Criterion for polynomial solutions to a class of linear differential equation of second order

TL;DR

This paper establishes a criterion based on a specific determinant condition for the existence of polynomial solutions to a class of second-order linear differential equations, and applies it to classical special functions.

Contribution

It introduces a new necessary and sufficient condition for polynomial solutions, extending to generalized forms and classical special functions.

Findings

Polynomial solutions exist if nd only if  certain determinant ondition is satisfied.

Classical equations like Laguerre, Hermite, Legendre, and others satisfy this criterion.

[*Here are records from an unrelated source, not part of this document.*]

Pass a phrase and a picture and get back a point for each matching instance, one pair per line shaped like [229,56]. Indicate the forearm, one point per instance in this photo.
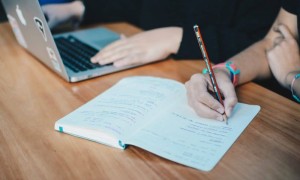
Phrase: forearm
[252,62]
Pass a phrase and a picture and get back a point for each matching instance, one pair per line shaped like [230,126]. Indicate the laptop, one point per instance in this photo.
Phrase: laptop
[67,54]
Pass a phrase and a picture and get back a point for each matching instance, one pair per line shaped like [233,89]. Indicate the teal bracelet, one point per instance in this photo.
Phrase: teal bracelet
[234,72]
[292,84]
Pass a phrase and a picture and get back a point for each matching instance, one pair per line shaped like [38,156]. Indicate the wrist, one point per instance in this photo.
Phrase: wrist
[289,78]
[295,87]
[229,69]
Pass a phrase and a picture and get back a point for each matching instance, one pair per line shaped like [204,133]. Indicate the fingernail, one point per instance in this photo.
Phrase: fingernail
[220,118]
[229,112]
[220,110]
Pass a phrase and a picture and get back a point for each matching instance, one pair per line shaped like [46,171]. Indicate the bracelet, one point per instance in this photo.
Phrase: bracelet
[234,72]
[292,84]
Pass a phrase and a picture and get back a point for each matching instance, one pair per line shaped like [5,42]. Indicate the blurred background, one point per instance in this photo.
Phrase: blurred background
[2,13]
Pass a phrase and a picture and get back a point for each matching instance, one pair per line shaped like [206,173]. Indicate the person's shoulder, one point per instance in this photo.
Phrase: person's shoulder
[292,6]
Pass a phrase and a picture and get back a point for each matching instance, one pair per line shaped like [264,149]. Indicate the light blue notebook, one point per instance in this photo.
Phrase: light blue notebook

Explicit polynomial solutions are derived for generalized Hermite, Laguerre, Legendre, and Chebyshev equations.

Abstract

We consider the differential equations y''=\lambda_0(x)y'+s_0(x)y, where \lambda_0(x), s_0(x) are C^{\infty}-functions. We prove (i) if the differential equation, has a polynomial solution of degree n >0, then \delta_n=\lambda_n s_{n-1}-\lambda_{n-1}s_n=0, where \lambda_{n}= \lambda_{n-1}^\prime+s_{n-1}+\lambda_0\lambda_{n-1}\hbox{and}\quad s_{n}=s_{n-1}^\prime+s_0\lambda_{k-1},\quad n=1,2,.... Conversely (ii) if \lambda_n\lambda_{n-1}\ne 0 and \delta_n=0, then the differential equation has a polynomial solution of degree at most n. We show that the classical differential equations of Laguerre, Hermite, Legendre, Jacobi, Chebyshev (first and second kind), Gegenbauer, and the Hypergeometric type, etc, obey this criterion. Further, we find the polynomial solutions for the generalized Hermite, Laguerre, Legendre and Chebyshev differential equations.